The property sits in a natural bowl, making it almost perfect for sap to be run all directly to one location for processing.  The size of the project is staggering.  The farthest tap away from the R/O center on the property is three and half miles.

“This project is so big we have three different exposures which means we are going to have three different seasons here,” Bennett said.

Overseeing much of the design work of the install project is CDL’s Carl Plante, who also served as project manager for the massive Sweet Tree LLC project in Island Pond, which expects to have 300,000 taps installed by the upcoming season.

Crown plans to concentrate all of their sap on site in Sandgate to 20 percent and then truck the concentrate in bulk milk haulers three hours to Crown’s main facility in Dover Plains to boil.  It’s about a 100 mile trip.

Rugenstein did not seem worried that the sap would turn during the long ride, since it will be hauled in tankers designed to haul milk, as much a perishable as sap.

“We know it’s not done very often concentrating sap and trucking it that far,” Rugenstein said.  “But we want to maximize our facility that is already down there where we already have the capacity.”

Crown’s main facility in Dover Plains is a vast open brick-and-mortar building already equipped with a Leader 6 x16 and a recently added a 6x18 CDL Master evaporator.

Labeling laws mandate that syrup be labeled from the state where it is boiled, not where the sap is collected.  So Crown’s syrup originating from the Vermont taps will be labeled as “New York.”

The company has major retail accounts across the country including Whole Foods, Trader Joe’s and 440 Krogers grocery stores on the West Coast.

Rugenstein said that Crown Maple hopes to become the leading retail brand in pure maple, as identifiable to the the consumer as Aunt Jemima or Mrs Butterworths.

Meanwhile, back in Sandgate, the crew is in a race against the clock to get as much tapped and equipment installed in time for the season.

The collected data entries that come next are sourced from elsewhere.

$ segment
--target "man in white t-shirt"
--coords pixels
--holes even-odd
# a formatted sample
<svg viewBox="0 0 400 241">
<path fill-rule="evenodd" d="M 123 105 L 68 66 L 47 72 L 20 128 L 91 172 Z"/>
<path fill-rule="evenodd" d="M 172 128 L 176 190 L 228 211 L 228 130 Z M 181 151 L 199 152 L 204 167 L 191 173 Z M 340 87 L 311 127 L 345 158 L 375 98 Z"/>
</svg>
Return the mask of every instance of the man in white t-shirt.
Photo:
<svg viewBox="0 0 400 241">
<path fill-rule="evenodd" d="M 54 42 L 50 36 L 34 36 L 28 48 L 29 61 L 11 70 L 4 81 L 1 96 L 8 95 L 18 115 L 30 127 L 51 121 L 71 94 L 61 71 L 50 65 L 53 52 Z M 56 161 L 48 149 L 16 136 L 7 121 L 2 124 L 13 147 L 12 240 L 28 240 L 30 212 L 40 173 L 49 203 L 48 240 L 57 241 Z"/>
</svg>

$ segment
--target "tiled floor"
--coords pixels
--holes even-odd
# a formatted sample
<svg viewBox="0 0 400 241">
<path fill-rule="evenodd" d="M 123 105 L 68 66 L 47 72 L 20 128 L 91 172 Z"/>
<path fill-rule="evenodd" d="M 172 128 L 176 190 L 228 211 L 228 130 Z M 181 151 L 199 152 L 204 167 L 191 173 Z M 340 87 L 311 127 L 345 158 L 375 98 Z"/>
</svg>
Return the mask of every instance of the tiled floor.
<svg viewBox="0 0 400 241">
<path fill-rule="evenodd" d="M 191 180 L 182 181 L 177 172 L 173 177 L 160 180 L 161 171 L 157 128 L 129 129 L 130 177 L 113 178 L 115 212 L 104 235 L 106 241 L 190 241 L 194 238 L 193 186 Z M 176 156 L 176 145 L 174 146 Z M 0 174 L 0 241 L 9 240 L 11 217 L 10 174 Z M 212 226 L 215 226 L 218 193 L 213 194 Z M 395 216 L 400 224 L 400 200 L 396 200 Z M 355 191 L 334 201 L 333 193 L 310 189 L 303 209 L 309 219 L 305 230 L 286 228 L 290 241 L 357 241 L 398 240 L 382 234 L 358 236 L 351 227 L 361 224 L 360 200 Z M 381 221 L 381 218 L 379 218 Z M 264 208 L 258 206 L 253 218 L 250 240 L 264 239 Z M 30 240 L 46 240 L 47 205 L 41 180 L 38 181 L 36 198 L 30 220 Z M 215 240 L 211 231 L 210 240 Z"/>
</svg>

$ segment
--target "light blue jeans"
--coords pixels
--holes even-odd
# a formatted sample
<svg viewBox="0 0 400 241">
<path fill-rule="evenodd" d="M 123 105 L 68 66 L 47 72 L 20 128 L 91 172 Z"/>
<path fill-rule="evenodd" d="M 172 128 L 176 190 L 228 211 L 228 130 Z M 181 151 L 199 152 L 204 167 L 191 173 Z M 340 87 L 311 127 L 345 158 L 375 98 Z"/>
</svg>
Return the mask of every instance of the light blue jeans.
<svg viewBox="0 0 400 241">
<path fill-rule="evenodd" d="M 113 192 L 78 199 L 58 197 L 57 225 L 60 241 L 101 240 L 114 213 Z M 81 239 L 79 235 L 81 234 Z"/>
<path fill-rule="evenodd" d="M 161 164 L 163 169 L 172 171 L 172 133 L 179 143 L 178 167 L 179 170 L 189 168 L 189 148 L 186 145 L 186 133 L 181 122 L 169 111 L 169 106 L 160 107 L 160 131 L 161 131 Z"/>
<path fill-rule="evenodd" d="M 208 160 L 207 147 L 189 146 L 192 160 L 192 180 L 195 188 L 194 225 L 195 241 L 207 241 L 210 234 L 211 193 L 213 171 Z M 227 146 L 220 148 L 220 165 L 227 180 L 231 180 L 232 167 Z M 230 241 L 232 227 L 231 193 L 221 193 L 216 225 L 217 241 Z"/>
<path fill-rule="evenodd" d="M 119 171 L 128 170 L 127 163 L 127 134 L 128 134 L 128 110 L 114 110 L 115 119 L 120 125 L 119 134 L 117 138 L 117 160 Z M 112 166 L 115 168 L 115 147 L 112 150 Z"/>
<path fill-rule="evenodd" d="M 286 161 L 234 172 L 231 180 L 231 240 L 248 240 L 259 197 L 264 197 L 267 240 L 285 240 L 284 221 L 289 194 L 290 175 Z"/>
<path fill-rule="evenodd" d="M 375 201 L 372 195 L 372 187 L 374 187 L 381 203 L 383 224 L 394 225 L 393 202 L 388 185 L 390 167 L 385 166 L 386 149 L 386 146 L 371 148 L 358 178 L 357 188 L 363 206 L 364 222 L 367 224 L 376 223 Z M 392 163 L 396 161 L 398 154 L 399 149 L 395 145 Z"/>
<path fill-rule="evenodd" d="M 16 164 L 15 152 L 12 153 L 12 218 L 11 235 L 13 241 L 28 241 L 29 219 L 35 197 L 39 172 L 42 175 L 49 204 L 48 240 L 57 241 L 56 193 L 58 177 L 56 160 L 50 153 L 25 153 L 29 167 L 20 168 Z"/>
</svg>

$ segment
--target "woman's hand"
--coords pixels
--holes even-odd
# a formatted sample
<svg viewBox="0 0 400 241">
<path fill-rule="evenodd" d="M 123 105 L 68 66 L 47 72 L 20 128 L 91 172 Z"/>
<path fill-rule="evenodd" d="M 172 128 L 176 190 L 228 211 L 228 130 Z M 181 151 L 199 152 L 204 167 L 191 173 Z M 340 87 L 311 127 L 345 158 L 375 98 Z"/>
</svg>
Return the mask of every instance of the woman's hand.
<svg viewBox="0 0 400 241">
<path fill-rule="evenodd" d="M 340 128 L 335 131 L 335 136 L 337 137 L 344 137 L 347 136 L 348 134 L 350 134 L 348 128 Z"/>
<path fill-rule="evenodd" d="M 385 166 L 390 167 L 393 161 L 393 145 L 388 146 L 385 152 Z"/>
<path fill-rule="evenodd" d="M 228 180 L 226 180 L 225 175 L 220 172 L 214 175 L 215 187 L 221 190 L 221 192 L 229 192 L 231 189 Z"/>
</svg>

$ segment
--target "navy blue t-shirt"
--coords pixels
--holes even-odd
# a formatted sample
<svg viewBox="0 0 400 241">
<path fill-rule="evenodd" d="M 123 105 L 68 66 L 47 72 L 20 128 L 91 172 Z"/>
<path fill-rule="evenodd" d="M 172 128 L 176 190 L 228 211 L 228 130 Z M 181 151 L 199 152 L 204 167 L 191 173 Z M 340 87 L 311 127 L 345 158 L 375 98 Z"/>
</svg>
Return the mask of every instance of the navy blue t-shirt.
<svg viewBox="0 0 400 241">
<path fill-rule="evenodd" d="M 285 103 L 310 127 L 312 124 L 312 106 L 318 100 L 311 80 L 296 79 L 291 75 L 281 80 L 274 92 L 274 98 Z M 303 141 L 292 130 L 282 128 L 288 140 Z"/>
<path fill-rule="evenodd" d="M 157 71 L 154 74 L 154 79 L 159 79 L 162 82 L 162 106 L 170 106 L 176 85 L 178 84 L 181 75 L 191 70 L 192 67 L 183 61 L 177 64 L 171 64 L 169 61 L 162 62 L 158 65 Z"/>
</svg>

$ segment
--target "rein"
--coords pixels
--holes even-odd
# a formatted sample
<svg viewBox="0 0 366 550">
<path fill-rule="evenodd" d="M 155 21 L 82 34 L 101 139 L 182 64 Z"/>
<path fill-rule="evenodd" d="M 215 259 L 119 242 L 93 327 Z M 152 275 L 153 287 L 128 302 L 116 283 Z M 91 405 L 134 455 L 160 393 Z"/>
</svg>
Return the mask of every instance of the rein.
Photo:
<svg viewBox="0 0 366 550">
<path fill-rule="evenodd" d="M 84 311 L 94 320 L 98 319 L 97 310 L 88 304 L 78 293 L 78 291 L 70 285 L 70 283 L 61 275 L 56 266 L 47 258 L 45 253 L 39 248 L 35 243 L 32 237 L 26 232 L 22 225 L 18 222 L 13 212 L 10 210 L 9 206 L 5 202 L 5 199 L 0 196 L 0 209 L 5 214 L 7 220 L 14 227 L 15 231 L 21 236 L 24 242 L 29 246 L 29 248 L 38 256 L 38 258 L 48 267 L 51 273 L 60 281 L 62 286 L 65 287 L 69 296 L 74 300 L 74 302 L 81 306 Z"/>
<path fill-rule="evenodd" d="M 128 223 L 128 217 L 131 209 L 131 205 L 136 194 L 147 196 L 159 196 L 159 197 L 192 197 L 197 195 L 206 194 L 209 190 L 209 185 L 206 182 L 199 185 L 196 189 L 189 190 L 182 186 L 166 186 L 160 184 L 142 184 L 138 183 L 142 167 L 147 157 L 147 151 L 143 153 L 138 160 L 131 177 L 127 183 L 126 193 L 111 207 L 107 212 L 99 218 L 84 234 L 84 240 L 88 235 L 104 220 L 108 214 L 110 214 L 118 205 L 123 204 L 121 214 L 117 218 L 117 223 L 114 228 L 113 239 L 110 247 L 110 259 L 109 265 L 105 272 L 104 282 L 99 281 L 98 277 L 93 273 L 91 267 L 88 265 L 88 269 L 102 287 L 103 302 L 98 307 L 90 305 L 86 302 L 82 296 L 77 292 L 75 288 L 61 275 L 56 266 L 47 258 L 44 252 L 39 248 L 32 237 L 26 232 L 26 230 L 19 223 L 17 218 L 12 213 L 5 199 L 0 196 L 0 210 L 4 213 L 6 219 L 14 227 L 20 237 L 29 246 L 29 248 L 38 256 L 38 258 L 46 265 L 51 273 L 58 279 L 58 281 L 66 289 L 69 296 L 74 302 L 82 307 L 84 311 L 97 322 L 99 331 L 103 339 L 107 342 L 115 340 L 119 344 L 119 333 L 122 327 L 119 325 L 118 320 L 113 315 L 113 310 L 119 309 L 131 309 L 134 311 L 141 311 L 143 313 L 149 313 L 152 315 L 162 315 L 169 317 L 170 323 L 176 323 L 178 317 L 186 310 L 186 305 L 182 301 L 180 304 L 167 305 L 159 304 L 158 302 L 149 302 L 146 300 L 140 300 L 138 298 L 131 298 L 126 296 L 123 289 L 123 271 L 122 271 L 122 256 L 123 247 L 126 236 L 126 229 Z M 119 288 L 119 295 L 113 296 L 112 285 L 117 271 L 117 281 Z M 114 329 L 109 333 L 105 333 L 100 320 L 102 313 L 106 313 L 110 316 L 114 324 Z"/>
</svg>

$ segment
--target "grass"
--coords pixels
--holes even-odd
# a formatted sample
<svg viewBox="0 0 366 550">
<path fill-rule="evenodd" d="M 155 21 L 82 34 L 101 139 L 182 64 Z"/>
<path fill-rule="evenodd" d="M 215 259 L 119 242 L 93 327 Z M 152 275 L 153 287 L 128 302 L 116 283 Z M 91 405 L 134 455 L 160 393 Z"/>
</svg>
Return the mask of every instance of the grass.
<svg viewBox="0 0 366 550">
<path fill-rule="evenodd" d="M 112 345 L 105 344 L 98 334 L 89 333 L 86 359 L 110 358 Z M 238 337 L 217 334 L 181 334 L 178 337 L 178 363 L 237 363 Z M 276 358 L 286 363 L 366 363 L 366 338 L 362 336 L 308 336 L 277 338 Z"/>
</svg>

Plante said that CDL is setting up ten 24ft. holding tanks, each able to hold 7,500 gallons.  CDL has also custom manufactured R/O units that are skinnier than normal and able to fit comfortably in the back of tractor trailer containers which will be parked in a clearing at the bottom of the mountain.  Also coming will be two 350kw generators for power.

Rugenstein, Bennett and Plante all seemed confident that they will get close to getting their 75,000 taps in before the first sap run and ultimately there are enough trees to double that number in a year or two.

“These trees are in very good health,” Bennett said.

“It’s a moving target on how much we can get installed here,” Rugenstein said.  “But we see maybe 150,000 taps.”